Altogether, these findings reveals that spatial training triggers a deficit in synaptic plasticity but a stronger increase in spine density in APP 23 mice. That structural plasticity can compensate for synaptic plasticity disruption is supported by data showing that the number of neocortical synaptic bouton is maintained in spite of robust amyloid deposition in APP23 transgenic mice (Boncristiano et al. 2005). Consistent with the idea that overformation of spines can be viewed as a compensatory mechanisms, mutant mice and wild-type mice achieve the same level the performance on the last day of training.

Overactivation of regions spared by Ab load sustains intact memory in presymptomatic Tg2576 mice

Evidence that neuronal activity increases secretion of Aβ peptides and depresses excitatory synaptic transmission in hippocampal neurons overexpressing APP (Kamenetz et al. 2003) or in the somatosensory cortex of aged hAPP mice (Bero et al. 2011) definitely demonstrates that intensification of synaptic activity contributes to the neurodegenerative process in these models. This explains, at least partly, why regions highly engaged in cognitive activity like the hippocampus and the neocortex are those where synaptic disruption and neurodegeneration firstly develop. It was therefore of primary importance determining at which age point learning-induced release of Aβ starts to impact synapses and modifies the pattern of activation of brain regions in hAPP mutants (Pignataro et al. 2019).

Tg2576 intact memory does not rely on hippocampus activation, but amygdala overactivation

Consistent with a previous report (D'Amelio et al. 2011), presymptomatic 2-mo-old Tg2576 trained for contextual fear conditioning (CFC encoding) show regular freezing when returned 24 h later to the safe training context (CFC recall). c-fos mapping of neuronal activity reveals that the hippocampus and the basolateral amygdala are concurrently activated 1 h after CFC encoding. Differently, no activation of the hippocampus but an overactivation of the amygdala which compensate for the hippocampus failure is detected 1 h following CFC recall.

Tg2576 intact memory in presymptomatic Tg2576 mice does not rely on formation of dendritic spines in the hippocampus, but on more spines formed in the BLA

Upon CFC recall, trained WT mice, but not Tg2576 mice, show an increase in CA1 mushroom spines compared to their respective nontrained counterpart. In the BLA, mushroom spines are increased in trained mice of both genotypes but the additional increase in thin BLA spines found Tg2576 mice indicates more BLA rewriring in the mutant mice.

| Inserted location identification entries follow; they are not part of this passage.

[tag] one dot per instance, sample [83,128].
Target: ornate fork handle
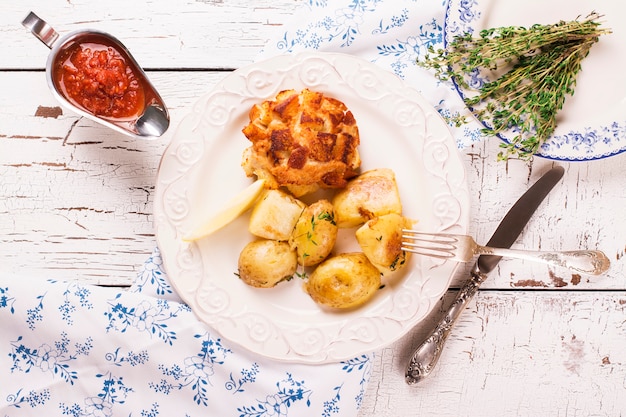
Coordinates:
[427,354]
[583,261]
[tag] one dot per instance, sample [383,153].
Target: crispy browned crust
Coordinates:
[302,141]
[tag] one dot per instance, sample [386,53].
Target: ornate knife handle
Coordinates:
[427,354]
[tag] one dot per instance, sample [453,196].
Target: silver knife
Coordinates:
[427,354]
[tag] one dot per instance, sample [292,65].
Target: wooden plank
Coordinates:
[581,212]
[61,171]
[516,353]
[206,33]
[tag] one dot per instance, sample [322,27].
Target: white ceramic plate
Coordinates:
[201,169]
[592,123]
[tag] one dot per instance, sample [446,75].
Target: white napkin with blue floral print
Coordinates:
[79,350]
[393,34]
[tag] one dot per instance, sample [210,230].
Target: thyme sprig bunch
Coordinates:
[530,72]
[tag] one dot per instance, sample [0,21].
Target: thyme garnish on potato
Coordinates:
[531,72]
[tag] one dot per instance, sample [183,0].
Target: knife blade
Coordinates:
[427,354]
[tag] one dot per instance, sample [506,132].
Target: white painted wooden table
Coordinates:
[76,201]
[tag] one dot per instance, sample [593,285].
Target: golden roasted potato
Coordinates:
[275,215]
[343,281]
[264,263]
[381,240]
[315,233]
[371,194]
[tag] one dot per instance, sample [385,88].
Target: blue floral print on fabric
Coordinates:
[78,350]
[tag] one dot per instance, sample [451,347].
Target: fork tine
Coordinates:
[429,244]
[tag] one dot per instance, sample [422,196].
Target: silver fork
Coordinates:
[462,248]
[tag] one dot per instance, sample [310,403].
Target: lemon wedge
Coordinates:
[231,210]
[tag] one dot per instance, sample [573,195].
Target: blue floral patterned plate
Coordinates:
[592,123]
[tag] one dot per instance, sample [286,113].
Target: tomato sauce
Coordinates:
[95,76]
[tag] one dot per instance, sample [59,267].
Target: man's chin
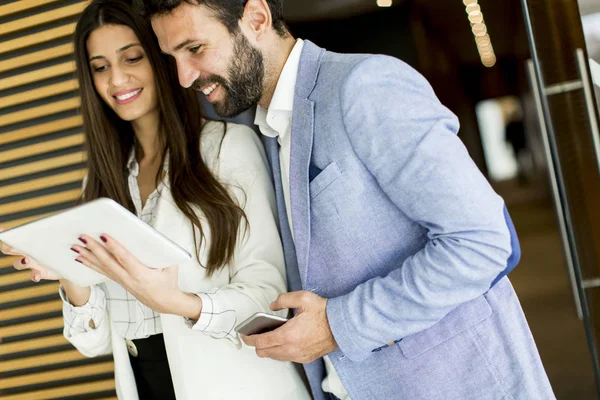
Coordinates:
[224,111]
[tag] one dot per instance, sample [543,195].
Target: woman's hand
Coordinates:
[156,288]
[24,262]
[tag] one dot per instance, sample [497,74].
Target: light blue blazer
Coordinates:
[396,226]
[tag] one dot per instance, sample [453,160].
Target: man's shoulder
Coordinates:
[345,64]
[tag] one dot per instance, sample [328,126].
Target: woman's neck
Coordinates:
[146,131]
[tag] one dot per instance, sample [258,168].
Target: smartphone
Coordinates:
[260,323]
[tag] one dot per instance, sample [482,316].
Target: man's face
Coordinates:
[226,67]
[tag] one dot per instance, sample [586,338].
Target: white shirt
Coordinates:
[277,122]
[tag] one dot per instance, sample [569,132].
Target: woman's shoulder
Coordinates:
[229,140]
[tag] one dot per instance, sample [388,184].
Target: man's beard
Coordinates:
[246,74]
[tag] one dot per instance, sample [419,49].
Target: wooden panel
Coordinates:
[40,93]
[42,148]
[60,374]
[43,165]
[42,129]
[28,311]
[32,344]
[17,222]
[42,18]
[41,183]
[38,361]
[23,294]
[37,75]
[36,57]
[22,5]
[42,201]
[72,390]
[40,111]
[6,261]
[37,38]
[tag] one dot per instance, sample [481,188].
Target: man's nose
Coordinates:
[186,73]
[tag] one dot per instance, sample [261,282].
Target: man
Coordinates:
[388,227]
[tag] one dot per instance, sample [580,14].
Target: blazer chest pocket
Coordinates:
[323,179]
[454,323]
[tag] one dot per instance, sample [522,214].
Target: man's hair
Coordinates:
[229,12]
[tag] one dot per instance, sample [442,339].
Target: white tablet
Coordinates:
[49,240]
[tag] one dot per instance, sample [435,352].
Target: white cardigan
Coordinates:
[205,367]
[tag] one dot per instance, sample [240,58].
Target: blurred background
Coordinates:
[518,73]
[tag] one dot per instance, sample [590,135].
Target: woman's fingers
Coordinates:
[38,271]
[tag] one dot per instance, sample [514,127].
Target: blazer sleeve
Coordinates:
[90,341]
[257,272]
[408,141]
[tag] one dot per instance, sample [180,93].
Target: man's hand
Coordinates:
[156,288]
[303,338]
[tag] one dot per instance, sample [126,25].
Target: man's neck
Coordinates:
[275,61]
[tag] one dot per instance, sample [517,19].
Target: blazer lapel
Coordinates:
[301,151]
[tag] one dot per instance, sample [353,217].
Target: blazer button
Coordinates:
[131,348]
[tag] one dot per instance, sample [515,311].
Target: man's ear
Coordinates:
[257,18]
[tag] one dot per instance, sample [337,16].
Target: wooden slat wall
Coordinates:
[41,168]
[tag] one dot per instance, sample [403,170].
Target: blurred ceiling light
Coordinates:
[384,3]
[473,9]
[479,29]
[476,18]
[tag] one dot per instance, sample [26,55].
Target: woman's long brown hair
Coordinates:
[109,139]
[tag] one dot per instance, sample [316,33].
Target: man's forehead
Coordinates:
[181,24]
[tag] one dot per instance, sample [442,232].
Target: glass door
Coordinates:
[562,87]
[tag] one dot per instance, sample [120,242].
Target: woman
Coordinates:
[202,184]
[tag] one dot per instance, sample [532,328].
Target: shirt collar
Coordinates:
[276,119]
[134,167]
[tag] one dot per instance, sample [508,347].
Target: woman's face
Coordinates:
[121,72]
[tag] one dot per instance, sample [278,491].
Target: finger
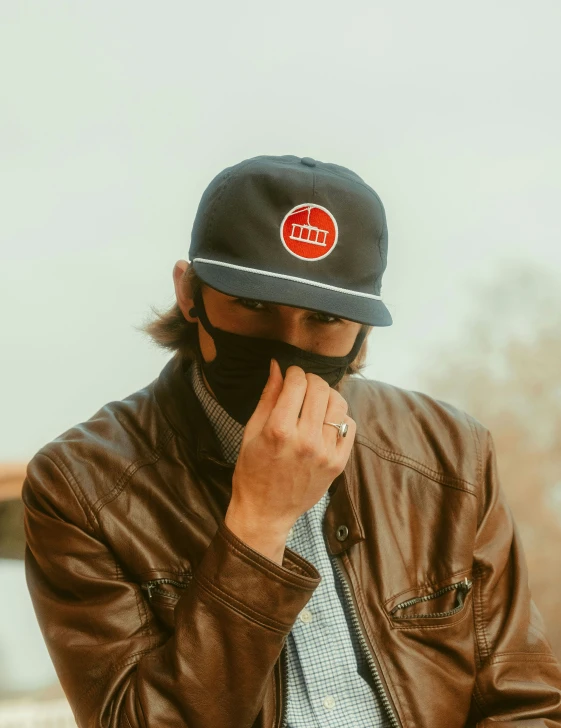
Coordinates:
[284,417]
[267,401]
[341,450]
[336,412]
[315,405]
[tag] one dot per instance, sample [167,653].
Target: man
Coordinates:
[256,539]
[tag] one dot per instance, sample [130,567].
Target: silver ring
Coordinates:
[342,427]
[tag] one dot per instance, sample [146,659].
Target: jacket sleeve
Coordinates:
[116,665]
[518,680]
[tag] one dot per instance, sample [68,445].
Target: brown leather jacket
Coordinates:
[155,614]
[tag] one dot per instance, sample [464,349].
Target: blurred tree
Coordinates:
[505,369]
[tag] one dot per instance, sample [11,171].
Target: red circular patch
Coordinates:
[309,231]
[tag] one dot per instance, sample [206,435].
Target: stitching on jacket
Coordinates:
[416,465]
[131,470]
[478,698]
[479,454]
[247,612]
[141,606]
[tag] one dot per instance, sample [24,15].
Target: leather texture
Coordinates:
[156,614]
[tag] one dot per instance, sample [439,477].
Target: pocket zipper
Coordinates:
[151,588]
[462,587]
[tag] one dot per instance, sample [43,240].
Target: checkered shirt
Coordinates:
[329,682]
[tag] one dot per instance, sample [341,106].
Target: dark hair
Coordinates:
[170,329]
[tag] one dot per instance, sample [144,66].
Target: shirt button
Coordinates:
[329,702]
[306,616]
[342,533]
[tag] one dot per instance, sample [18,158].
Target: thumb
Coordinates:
[268,399]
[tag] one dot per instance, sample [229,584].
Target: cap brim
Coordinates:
[284,291]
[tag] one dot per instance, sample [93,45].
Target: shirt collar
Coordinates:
[228,430]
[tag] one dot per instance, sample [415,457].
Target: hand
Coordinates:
[286,462]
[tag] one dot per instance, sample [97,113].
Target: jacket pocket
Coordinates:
[435,606]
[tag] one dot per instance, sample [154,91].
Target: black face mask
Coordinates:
[238,373]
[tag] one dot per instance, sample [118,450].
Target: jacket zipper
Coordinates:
[151,588]
[285,685]
[390,712]
[462,587]
[372,664]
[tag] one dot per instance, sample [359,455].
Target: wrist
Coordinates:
[266,538]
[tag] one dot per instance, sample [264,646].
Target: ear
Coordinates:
[183,292]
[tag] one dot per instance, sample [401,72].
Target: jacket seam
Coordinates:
[131,469]
[130,660]
[260,564]
[424,628]
[427,584]
[359,598]
[433,475]
[87,510]
[232,603]
[525,657]
[97,530]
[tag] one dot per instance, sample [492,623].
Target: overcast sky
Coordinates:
[116,115]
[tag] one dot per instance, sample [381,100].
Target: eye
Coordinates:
[250,303]
[326,318]
[317,316]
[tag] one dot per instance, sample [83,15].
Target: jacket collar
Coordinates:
[182,409]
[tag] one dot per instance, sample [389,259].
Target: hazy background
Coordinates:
[116,115]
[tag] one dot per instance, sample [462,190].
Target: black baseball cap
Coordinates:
[294,231]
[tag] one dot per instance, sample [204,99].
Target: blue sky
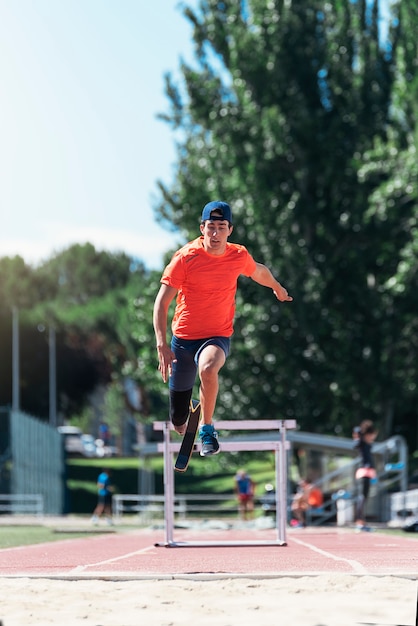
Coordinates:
[80,146]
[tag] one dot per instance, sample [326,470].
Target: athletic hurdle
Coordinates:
[279,446]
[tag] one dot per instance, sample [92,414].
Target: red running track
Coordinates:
[133,554]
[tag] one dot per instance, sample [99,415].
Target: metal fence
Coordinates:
[37,461]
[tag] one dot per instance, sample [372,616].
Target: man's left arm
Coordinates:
[263,276]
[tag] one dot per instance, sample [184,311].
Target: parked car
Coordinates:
[75,442]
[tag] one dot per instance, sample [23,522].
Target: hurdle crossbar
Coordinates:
[279,446]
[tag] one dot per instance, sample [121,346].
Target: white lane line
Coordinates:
[357,567]
[81,568]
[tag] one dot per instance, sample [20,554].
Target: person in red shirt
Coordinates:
[203,276]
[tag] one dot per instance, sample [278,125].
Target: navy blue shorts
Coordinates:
[187,353]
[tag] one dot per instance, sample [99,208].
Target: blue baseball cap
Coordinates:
[220,206]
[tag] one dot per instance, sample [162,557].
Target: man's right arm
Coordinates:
[163,300]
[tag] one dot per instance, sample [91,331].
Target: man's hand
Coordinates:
[166,358]
[282,295]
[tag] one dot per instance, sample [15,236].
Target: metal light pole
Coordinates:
[15,360]
[52,378]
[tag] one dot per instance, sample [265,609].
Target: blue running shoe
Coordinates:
[209,438]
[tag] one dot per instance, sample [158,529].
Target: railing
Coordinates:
[22,504]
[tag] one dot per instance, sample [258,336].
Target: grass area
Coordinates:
[13,536]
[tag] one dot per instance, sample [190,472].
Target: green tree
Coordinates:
[279,115]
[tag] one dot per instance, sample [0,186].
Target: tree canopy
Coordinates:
[301,115]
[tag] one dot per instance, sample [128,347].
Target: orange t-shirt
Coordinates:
[315,497]
[206,284]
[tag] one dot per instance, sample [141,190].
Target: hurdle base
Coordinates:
[219,544]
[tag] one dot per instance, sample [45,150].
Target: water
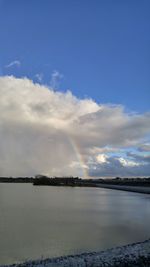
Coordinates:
[45,221]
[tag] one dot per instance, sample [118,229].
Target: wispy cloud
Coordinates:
[58,134]
[13,63]
[56,76]
[39,77]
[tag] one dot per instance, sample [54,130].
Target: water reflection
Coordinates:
[53,221]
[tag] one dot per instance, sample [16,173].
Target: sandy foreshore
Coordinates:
[136,189]
[133,255]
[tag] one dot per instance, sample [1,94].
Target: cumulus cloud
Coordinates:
[13,63]
[39,77]
[55,79]
[55,133]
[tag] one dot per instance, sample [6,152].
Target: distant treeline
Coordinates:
[16,179]
[75,181]
[62,181]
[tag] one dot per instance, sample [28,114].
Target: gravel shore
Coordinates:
[133,255]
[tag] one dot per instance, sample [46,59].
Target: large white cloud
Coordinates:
[43,131]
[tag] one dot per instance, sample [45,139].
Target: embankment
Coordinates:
[134,255]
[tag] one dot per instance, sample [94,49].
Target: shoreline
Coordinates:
[132,255]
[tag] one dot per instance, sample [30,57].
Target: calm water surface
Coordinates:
[52,221]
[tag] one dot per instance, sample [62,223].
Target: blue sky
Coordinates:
[99,50]
[100,47]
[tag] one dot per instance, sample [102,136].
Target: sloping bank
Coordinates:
[134,255]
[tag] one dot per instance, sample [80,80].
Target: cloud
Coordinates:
[144,147]
[13,63]
[118,166]
[55,79]
[55,133]
[39,77]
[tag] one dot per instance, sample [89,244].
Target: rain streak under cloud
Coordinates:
[55,133]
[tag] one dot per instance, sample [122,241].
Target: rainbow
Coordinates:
[80,157]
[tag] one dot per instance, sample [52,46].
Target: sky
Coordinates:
[75,88]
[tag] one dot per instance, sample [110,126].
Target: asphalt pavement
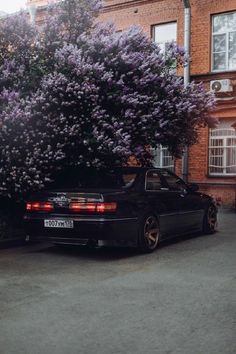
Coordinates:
[181,299]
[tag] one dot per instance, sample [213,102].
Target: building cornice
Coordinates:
[110,5]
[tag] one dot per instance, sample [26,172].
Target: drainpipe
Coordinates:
[32,12]
[187,34]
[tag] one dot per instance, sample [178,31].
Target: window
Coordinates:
[153,182]
[165,33]
[162,158]
[224,41]
[222,150]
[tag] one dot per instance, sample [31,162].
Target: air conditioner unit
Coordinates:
[221,85]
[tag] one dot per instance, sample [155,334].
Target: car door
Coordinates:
[190,205]
[164,201]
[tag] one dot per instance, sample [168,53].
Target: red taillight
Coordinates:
[93,207]
[39,206]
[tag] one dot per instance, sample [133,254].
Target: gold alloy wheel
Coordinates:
[151,232]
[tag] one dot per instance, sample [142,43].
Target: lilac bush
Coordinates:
[84,94]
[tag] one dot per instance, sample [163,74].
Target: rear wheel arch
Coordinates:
[209,224]
[148,232]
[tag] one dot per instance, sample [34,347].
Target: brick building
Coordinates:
[212,162]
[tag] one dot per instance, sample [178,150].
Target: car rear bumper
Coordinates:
[85,228]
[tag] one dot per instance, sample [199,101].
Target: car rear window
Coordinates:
[93,178]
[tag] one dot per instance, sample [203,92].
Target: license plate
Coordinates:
[66,224]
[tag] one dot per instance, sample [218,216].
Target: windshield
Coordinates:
[93,178]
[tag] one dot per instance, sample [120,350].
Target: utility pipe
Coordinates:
[187,35]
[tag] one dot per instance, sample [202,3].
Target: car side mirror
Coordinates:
[193,187]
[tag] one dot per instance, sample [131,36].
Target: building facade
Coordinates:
[212,162]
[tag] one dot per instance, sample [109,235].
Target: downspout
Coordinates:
[32,12]
[187,35]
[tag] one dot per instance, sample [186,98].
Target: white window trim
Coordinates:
[224,147]
[227,44]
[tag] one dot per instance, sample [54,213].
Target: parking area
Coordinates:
[180,299]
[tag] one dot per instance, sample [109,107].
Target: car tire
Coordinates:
[210,220]
[149,233]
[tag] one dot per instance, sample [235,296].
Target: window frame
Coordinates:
[163,24]
[162,149]
[224,147]
[227,43]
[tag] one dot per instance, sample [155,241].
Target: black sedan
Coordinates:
[128,206]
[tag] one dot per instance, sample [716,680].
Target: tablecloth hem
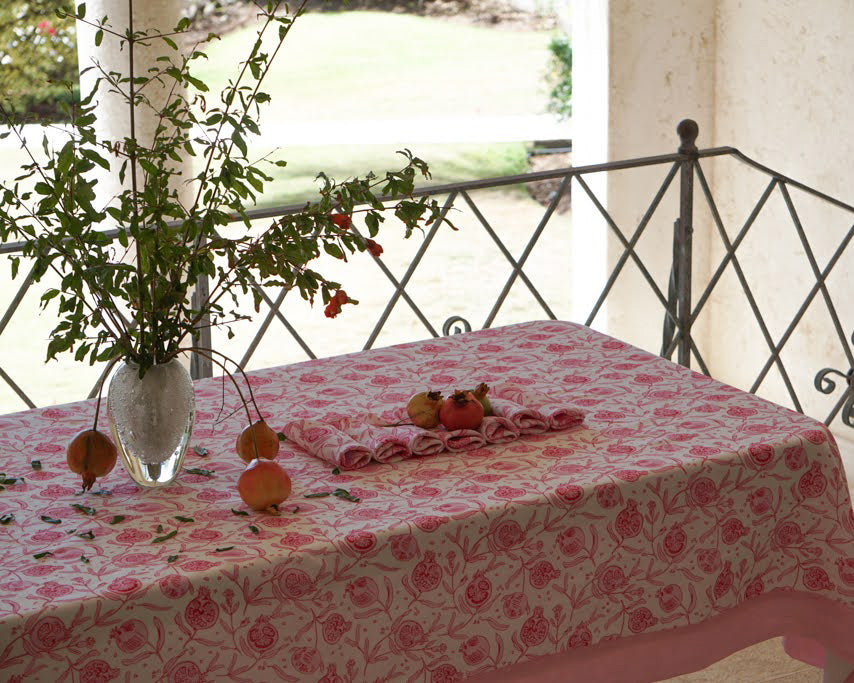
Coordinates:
[810,622]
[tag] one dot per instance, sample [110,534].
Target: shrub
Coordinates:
[559,76]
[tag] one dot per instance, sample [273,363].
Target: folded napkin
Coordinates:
[557,415]
[525,419]
[419,441]
[387,444]
[328,443]
[497,429]
[461,439]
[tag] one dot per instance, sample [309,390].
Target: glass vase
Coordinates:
[152,420]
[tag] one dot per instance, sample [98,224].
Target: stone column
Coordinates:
[112,55]
[638,68]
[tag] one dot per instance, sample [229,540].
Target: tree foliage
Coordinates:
[559,76]
[129,296]
[38,56]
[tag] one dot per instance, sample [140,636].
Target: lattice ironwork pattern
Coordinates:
[685,175]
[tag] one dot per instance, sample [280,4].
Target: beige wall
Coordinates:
[773,78]
[113,116]
[785,75]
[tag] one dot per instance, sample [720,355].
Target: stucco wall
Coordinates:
[113,116]
[639,67]
[785,91]
[773,78]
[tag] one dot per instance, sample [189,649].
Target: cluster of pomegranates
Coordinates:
[262,485]
[461,410]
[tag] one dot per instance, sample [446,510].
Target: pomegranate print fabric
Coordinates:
[667,509]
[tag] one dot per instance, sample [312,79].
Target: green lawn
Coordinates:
[374,65]
[365,65]
[448,163]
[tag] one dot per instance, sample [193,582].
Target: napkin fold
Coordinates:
[525,419]
[557,416]
[328,443]
[497,429]
[461,439]
[387,444]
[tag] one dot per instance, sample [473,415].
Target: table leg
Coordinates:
[836,669]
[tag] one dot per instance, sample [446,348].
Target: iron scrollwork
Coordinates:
[826,385]
[454,320]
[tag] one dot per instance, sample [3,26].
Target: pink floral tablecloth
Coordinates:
[683,520]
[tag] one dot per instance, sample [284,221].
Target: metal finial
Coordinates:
[688,131]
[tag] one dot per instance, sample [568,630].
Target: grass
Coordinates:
[448,163]
[369,65]
[372,66]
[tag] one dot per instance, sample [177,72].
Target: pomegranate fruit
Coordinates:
[461,411]
[257,441]
[91,454]
[479,393]
[423,409]
[263,484]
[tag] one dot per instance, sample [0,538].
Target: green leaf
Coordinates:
[85,509]
[333,250]
[171,534]
[346,495]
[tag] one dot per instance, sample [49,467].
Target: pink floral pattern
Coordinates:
[668,506]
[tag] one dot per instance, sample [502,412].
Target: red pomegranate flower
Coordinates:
[342,221]
[375,249]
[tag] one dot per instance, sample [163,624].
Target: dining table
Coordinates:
[682,520]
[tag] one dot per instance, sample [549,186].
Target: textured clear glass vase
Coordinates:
[152,420]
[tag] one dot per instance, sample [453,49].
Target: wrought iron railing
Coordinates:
[679,306]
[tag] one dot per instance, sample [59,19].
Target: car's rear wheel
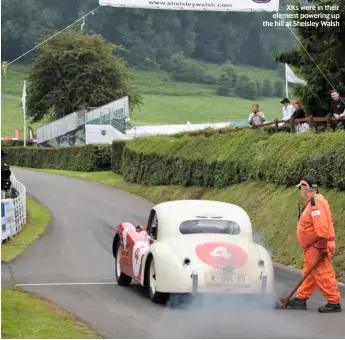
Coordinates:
[155,296]
[121,278]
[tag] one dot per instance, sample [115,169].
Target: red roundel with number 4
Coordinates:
[220,254]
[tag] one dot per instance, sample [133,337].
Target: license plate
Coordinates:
[229,279]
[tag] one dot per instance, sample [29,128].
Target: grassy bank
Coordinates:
[38,217]
[28,316]
[272,208]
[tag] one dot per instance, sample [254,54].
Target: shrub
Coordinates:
[224,159]
[77,158]
[10,143]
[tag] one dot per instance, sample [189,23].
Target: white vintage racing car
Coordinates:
[193,246]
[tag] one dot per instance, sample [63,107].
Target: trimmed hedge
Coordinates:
[10,143]
[224,159]
[77,158]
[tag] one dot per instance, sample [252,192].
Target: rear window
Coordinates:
[209,226]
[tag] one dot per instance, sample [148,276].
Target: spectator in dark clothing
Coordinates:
[299,110]
[337,108]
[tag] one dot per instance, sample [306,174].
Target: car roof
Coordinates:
[171,214]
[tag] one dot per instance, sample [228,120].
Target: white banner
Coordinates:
[198,5]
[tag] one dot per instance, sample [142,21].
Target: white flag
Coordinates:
[24,98]
[291,77]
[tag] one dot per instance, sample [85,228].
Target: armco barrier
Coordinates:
[13,211]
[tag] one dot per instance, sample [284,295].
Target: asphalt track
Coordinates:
[76,250]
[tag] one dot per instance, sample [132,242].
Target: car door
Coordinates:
[141,248]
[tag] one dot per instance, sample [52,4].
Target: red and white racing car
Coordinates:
[193,246]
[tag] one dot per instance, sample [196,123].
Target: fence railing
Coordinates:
[13,211]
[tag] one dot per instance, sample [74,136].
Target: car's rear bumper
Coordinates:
[260,284]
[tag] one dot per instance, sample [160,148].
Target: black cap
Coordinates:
[308,181]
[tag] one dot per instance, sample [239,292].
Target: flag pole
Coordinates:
[24,110]
[286,82]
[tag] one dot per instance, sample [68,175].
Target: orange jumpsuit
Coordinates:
[316,221]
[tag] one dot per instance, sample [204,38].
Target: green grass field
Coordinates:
[165,101]
[28,316]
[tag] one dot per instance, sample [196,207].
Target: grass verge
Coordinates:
[272,209]
[28,316]
[38,217]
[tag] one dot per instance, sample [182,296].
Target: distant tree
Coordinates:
[325,46]
[74,71]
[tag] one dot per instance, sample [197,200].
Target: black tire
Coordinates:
[121,278]
[155,297]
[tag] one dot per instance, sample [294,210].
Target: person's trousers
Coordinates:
[322,277]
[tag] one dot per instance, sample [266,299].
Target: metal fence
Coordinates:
[13,210]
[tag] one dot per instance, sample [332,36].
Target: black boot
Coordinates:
[296,303]
[330,308]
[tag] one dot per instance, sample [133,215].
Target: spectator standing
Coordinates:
[337,108]
[288,109]
[256,117]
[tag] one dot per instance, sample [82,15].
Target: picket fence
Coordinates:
[13,211]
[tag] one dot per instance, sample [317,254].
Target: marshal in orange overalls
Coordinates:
[315,234]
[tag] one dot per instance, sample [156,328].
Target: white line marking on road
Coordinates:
[65,284]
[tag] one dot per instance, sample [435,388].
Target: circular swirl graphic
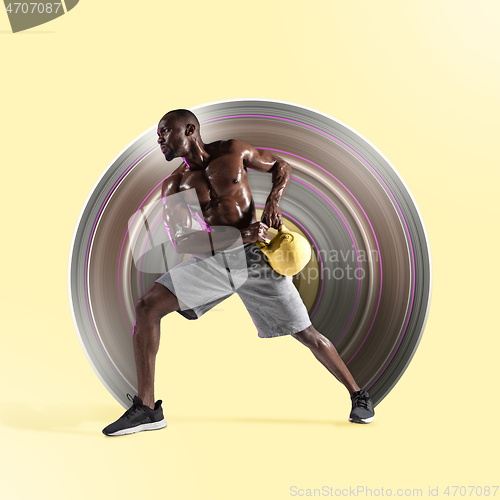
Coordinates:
[367,287]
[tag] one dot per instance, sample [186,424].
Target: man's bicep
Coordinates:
[259,159]
[176,213]
[177,218]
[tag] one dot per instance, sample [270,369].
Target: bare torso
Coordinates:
[222,186]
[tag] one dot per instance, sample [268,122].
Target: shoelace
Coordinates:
[133,409]
[361,400]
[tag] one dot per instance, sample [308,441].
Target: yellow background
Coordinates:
[249,418]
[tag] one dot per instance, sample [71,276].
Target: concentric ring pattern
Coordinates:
[367,287]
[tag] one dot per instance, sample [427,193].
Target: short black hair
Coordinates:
[186,117]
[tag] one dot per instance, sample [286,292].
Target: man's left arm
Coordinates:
[266,161]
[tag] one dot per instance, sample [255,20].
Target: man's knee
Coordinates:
[311,338]
[157,302]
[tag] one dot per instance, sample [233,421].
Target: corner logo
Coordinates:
[26,15]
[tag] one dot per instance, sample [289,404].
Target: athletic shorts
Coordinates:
[206,279]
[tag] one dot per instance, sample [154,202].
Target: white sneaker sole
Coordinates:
[153,426]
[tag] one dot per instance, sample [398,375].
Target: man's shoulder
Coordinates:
[172,182]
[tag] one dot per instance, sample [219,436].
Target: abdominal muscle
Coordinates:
[228,212]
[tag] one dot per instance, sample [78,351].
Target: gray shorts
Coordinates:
[205,280]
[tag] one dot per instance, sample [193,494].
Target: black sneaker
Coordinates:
[136,419]
[362,408]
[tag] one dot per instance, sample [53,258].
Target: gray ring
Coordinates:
[344,196]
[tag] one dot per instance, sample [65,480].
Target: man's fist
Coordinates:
[271,215]
[255,232]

Detection of immunostaining spots of the postsynaptic synaptic density 95 (PSD95) protein in both mushroom and thin spines, by informing on the presence active synapses (Béïque and Andrade 2003) confirms that distinct synaptic rearrangements support regular memory in WT mice and presymptomaticTg2576 mutants.

CFC encoding triggers Aβ release in the hippocampus, but not the amygdala, of Tg2576 mice

Dot blot quantification of Aβ levels 24 h after CFC encoding in mice nonexposed to CFC recall reveals that Tg2576 mice showed a selective increase of Aβ42 oligomers in the hippocampus (CA1), but not in the amygdala (BLA). Complementary western blot analyses carried out using the amino-terminal specific-anti Aβ42 antibody AD54D2, and the carboxy-terminal specific anti-Aβ42 antibody (clone 295F2) confirmed that the Aβ signal was selectively increased in the hippocampus of the trained mutants. In line with these immunoblot findings, immunofluorescent detection of Aβ by means of the D54D2 and the carboxy-terminal specific antibody 12F4 confirmed the presence of an enhanced Aβ signal in CA1 but not in BLA, following CFC encoding. Importantly, the hippocampal rise of Aβ42 returned to wild-type levels 48 h after the conditioning thereby showing its transitory nature as well as its suitability to be relaunched by further cognitive activity. In the WT mice, the Aβ42 signal was barely detectable in both regions at rest and no rise was observed following the conditioning.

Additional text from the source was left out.